Hey, but wasn’t it vindictiveness, when you come right down to it, that has Chris Christie twisting in the wind? Isn’t it because he has been a big bad meany that the Star-Ledger is calling on him to resign or be impeached? Well, how about the Obama administration’s performance in the vindictiveness sweepstakes? Consider the fate of Nakoula Nakoula, the shady chap who was behind Innocence of Muslims, the internet video trailer that was supposedly responsible for the “spontaneous” but orchestrated attack against our consulate in Bengahzi. No traffic jam there, only Americans dead. McCarthy explains:
After the Benghazi terrorist attack, it emerged that Nakoula had produced the scapegoat video. In theory, that activity was completely protected by constitutional free-speech principles; in practice, however, the administration was hell-bent on blaming the video and its maker for both the massacre and the violent proclivities of Islamic radicalism. Agents were thus dispatched to arrest Nakoula in the dead of night. He was grilled about making the film — meaning: He was interrogated about exercising his First Amendment rights. He was prosecuted for a “supervised-release violation” culled, in part, out of false statements about the production of the video. After being held without bail as a purported “danger to the community,” Nakoula was sentenced to another year in prison — as much time as he’d served for the underlying bank fraud.

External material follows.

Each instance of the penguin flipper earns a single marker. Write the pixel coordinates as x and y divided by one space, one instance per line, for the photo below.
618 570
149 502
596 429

Understand, in normal law enforcement this never happens. Agents and prosecutors are supposed to be too busy with real crimes to probe non-suspects over activity that is palpably not criminal. Furthermore, nonviolent criminals suspected of, at best, petty supervised-release violations are not arrested — they are given summonses to appear in court on their own recognizance. They are not detained without bail but left at liberty until the court date. And rarely, absent commission of a serious new crime, are they sent to jail on a first supervised-release violation. Instead, the judge gives them a tongue-lashing, warns them to honor the supervised-release terms from now on, and sends them on their way. With jails overcrowded, it often takes three or four violations before a court will finally re-incarcerate a convict.

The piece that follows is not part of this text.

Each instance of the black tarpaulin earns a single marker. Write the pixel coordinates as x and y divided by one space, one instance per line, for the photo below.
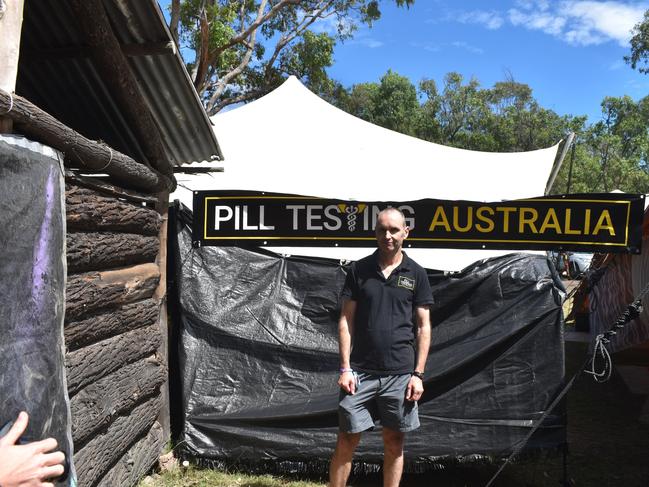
258 357
32 287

But you don’t get normal law enforcement if you run afoul of Obama and if your torment would have just the right in terrorem effect. Nakoula was too useful to pass up: For Americans, the administration framed him as the villain in its “blame the video” charade; for Muslims, he became Exhibit A of Obama’s plan for people who dare “slander the prophet of Islam.”
So here we have it: a traffic jam on the George Washington Bridge vs. a rogue president who selectively enforces the law, who governs by fiat, and who ruthlessly employs the engines of state coercion against those who get in his way. Mote, meet beam. Where’s St. Matthew when you need him?